Wenn in der Benediktinerabtei St. Matthias in Trier Sonntagmorgens in der Pilgerzeit die ersten Gruppen von Wallfahrern eintreffen, beginnen nicht nur die Glocken der Basilika zu läuten: Jede Gruppe wird auch mit dem Applaus der bereits eingetroffenen Pilger begrüßt. Nacheinander stellen die Pilgergruppen sich für den Einzug in die Basilika auf. Wenn sich das Pilgerportal öffnet, strömen sie unter Orgelmusik – von „Großer Gott, wir loben dich“ bis hin zu „Ein Haus voll Glorie schauet“ – in die Kirche, berühren die Füße der Statue des Hl. Matthias vor dem Altarraum und setzen sich dann in die Bänke, um mit dem Pilgerbruder P. Athanasius gemeinsam zu beten. Erstpilger werden begrüßt, Pilgerjubiliare bekommen eine Gebetskerze überreicht. Beim anschließenden Pontifikalamt auf dem Kirchenvorplatz ist der ganze Platz mit Gläubigen aller Altersgruppen gefüllt.
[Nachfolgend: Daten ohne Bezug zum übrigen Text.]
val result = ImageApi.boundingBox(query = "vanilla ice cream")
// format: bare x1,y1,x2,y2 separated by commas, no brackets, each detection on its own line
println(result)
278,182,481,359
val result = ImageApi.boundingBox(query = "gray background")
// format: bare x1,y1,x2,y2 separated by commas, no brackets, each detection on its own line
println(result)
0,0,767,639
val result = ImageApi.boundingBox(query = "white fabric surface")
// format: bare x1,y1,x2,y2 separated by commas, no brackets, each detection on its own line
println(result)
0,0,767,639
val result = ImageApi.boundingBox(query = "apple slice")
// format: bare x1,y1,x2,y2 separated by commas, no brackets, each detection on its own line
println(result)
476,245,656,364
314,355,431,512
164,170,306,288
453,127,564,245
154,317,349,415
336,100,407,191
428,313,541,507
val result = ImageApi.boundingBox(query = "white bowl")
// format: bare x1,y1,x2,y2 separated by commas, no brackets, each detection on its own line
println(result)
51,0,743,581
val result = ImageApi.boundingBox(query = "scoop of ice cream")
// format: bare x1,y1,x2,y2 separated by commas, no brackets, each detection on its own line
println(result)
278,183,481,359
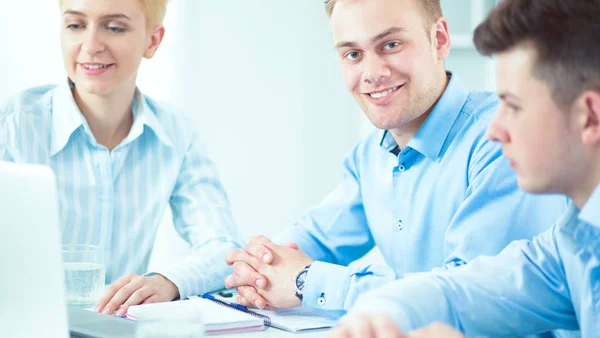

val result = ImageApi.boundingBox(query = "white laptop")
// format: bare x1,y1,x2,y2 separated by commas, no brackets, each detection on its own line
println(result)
0,162,136,338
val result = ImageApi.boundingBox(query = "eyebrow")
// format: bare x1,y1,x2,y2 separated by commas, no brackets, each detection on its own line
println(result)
498,91,521,101
63,9,131,20
335,27,406,49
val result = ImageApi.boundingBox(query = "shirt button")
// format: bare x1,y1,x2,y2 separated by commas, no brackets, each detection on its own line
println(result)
317,293,327,306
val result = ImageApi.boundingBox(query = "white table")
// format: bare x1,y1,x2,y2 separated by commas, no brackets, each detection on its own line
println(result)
218,327,329,338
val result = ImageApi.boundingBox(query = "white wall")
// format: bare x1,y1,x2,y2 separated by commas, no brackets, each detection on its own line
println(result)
0,0,362,251
0,0,490,268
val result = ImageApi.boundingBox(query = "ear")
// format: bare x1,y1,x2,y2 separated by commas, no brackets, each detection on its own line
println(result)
579,91,600,145
144,25,165,59
431,17,450,60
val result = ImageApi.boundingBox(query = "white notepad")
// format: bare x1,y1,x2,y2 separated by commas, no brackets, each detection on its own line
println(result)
127,298,265,335
128,295,343,334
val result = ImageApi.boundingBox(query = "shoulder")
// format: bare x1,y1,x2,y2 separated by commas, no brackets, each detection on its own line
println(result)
462,91,500,125
143,95,204,152
0,85,56,137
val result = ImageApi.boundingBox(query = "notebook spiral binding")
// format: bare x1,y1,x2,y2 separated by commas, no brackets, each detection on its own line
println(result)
203,297,271,326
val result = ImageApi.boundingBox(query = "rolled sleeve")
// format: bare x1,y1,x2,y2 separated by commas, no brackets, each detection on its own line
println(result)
351,228,578,336
302,261,396,311
148,129,242,299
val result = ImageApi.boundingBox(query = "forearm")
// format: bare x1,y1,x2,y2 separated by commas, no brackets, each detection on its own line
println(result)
302,261,396,311
352,236,577,336
150,239,239,299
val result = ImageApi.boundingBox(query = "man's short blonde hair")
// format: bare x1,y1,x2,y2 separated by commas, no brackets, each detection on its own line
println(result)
58,0,169,28
325,0,442,29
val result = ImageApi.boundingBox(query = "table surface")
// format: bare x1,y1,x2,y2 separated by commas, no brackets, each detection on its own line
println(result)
220,327,329,338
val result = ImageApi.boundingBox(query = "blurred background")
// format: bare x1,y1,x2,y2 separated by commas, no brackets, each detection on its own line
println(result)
0,0,496,267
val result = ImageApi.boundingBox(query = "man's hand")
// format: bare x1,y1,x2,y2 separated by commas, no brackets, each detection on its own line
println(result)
225,236,312,309
94,274,179,316
329,315,407,338
329,315,464,338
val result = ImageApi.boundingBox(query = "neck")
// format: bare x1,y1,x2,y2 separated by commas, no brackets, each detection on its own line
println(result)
73,87,135,150
567,154,600,209
390,70,450,149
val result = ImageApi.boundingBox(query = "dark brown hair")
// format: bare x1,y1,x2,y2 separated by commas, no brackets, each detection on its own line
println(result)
474,0,600,109
325,0,442,30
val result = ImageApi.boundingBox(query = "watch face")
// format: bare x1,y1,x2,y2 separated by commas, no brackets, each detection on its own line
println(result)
296,269,308,290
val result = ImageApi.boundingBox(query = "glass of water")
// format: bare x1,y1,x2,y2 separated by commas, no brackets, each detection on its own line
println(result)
62,244,104,308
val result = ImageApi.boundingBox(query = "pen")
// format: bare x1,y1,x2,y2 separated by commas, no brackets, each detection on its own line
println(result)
202,293,248,312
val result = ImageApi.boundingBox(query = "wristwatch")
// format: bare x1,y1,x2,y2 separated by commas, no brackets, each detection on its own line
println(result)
294,264,310,300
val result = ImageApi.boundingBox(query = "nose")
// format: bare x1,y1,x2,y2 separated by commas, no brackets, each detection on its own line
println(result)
363,54,391,85
81,29,106,55
487,112,510,143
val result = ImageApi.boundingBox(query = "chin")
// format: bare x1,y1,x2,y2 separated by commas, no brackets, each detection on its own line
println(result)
76,81,112,95
518,177,553,194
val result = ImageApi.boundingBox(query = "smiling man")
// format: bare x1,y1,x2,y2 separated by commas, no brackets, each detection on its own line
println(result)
226,0,566,320
331,0,600,338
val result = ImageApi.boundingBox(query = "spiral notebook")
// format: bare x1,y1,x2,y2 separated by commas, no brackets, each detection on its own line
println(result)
128,294,343,335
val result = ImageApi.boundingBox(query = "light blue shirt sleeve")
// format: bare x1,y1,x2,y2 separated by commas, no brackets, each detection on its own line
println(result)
351,227,578,336
279,133,567,310
276,148,396,310
149,129,241,298
0,106,14,162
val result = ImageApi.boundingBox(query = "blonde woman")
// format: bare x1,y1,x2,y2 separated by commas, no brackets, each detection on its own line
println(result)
0,0,244,315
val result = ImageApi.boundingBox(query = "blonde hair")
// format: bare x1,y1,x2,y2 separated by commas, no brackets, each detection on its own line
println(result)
325,0,442,28
58,0,169,28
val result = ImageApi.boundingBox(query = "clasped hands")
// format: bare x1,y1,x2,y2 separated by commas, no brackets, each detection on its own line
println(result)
225,236,313,309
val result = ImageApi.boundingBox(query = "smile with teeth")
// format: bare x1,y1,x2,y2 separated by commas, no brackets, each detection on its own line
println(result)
369,86,400,99
82,63,110,70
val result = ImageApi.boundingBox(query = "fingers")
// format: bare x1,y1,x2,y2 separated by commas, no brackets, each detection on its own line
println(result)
371,316,405,338
246,236,275,264
237,286,267,310
94,274,137,312
283,242,300,250
225,249,264,270
225,262,268,289
102,276,152,315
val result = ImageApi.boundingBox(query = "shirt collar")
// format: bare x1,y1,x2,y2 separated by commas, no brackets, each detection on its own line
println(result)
380,73,469,161
50,81,85,157
579,184,600,229
122,88,173,147
50,81,173,157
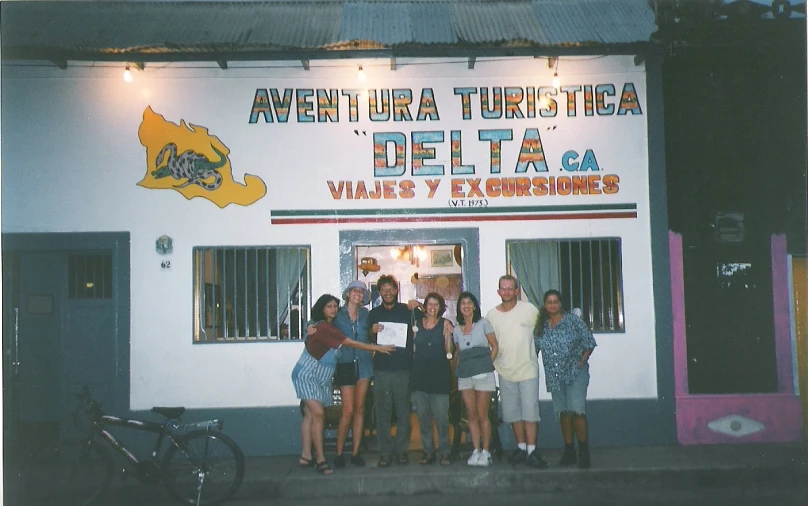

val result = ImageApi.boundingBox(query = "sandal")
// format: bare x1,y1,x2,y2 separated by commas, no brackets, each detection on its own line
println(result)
418,452,435,466
315,460,334,474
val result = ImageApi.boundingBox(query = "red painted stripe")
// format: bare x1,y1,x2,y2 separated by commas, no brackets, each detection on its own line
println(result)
271,211,637,225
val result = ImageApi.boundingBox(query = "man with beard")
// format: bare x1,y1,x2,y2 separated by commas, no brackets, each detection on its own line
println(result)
368,275,422,467
485,275,547,469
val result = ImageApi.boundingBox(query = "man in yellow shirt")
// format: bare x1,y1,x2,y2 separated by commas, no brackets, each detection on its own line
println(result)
485,275,547,469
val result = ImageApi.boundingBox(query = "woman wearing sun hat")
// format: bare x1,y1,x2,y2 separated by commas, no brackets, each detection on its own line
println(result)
334,279,373,467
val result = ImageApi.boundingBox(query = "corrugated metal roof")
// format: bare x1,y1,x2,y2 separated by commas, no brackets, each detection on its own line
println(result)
533,0,656,45
452,0,548,44
0,0,656,60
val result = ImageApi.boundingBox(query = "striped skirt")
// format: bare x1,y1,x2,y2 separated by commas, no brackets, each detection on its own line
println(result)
292,349,335,406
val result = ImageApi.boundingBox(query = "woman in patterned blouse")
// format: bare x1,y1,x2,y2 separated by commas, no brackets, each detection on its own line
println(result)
534,290,597,469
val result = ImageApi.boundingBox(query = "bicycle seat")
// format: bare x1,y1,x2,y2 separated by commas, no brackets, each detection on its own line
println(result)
152,406,185,420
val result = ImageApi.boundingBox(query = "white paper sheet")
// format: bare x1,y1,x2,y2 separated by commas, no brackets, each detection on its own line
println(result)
376,322,408,348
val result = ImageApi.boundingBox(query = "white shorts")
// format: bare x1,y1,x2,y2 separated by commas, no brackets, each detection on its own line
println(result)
457,372,497,392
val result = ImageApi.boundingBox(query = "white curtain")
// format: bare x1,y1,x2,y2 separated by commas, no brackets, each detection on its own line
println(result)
274,248,306,335
508,241,561,307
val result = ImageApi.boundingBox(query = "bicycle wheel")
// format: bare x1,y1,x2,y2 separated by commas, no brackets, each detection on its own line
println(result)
57,440,112,506
163,430,244,505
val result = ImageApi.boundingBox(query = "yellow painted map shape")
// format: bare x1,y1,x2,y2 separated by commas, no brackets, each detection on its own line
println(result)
137,107,267,208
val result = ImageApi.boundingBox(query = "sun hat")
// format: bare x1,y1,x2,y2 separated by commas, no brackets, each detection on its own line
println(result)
342,279,370,306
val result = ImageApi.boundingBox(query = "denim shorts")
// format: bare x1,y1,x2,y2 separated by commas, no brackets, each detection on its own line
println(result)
550,364,589,419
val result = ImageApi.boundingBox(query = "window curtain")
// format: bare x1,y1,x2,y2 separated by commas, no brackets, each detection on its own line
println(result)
275,248,306,336
508,241,561,307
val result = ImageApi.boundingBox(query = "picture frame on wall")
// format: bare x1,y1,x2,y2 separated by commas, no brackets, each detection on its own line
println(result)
430,249,454,267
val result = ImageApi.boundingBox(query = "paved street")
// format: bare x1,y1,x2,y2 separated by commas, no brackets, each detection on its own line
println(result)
14,482,808,506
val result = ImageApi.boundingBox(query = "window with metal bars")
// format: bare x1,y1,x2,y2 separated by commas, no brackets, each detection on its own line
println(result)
193,246,311,343
507,238,625,333
67,253,112,299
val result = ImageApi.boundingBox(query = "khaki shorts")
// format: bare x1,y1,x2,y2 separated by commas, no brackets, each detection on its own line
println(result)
499,376,541,423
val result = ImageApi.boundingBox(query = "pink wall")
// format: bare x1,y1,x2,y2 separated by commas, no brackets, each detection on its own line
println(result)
669,232,802,444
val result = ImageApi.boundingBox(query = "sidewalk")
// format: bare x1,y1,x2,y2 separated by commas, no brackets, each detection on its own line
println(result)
5,443,808,505
238,443,808,499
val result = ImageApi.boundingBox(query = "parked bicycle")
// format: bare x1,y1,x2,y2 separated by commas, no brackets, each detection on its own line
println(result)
63,386,244,506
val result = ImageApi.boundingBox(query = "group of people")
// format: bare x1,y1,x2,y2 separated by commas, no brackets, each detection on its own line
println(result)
292,275,596,474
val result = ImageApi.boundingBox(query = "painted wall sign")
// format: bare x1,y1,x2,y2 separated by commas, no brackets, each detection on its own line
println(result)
241,71,645,224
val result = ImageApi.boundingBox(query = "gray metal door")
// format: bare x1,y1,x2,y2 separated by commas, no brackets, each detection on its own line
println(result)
3,245,123,459
12,253,67,423
3,252,67,458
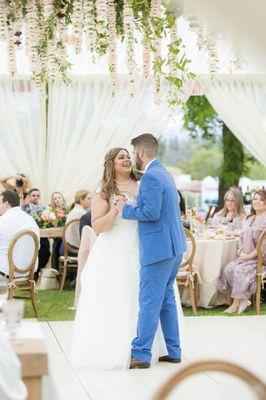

Das Pilgern liegt wieder im Trend. Reiseveranstalter bewerben regelmäßig Pilgerreisen nach Rom oder ins Heilige Land. In vielen Orten sind nach dem Vorbild der früheren Pilgerbruderschaften neue Gruppen entstanden, die jährlich eine gemeinsame Wallfahrt zu einem regionalen Wallfahrtsort durchführen. Schon seit vielen Jahrhunderten pilgern Menschen aus den unterschiedlichsten Gründen: Gebetsanliegen, Dankbarkeit – in der heutigen Zeit spielen auch Gründe wie Selbstfindung oder das Treffen einer Lebensentscheidung eine Rolle. Menschen, die pilgern oder eine Wallfahrt machen, sind also oft suchende Menschen.
Auch viele Klöster beherbergen nach wie vor Wallfahrtsorte – oder umgekehrt: An vielen Wallfahrtsorten sind im Laufe der Geschichte Klöster entstanden – nicht nur, weil sie stets für ihre Gastfreundlichkeit geschätzt wurden und werden. Ob Gnadenbilder oder Heiligenverehrung – auch in Deutschland sind Klöster das Ziel von Pilgern. Neben der Benediktinerabtei St. Matthias in Trier, die die Reliquien des Hl. Matthias beherbergt, ist eine der bekanntesten in Deutschland die Wallfahrt zum Heiligen Berg im Kloster Andechs, die seit dem 12. Jahrhundert bezeugt und somit die älteste Wallfahrt Bayerns ist. Aber auch die Zisterzienserabtei St. Marienstatt im Westerwald kann auf eine 550-jährige Wallfahrtstradition zum Gnadenbild von Marienstatt zurückblicken. Das thüringische Franziskanerkloster Hülfensberg ist sogar Ziel gleich mehrerer Wallfahrten: der Johannes- und Familienwallfahrt und der Michaels- und Schützenwallfahrt. Und in Altötting, wo die Kapuziner die Wallfahrt zur Gnadenkapelle betreuen, ist das Grab des Hl. Br. Konrad Parzham, der dort als Pfortenbruder lebte und wirkte, mittlerweile selbst zum Ziel vieler Pilger geworden.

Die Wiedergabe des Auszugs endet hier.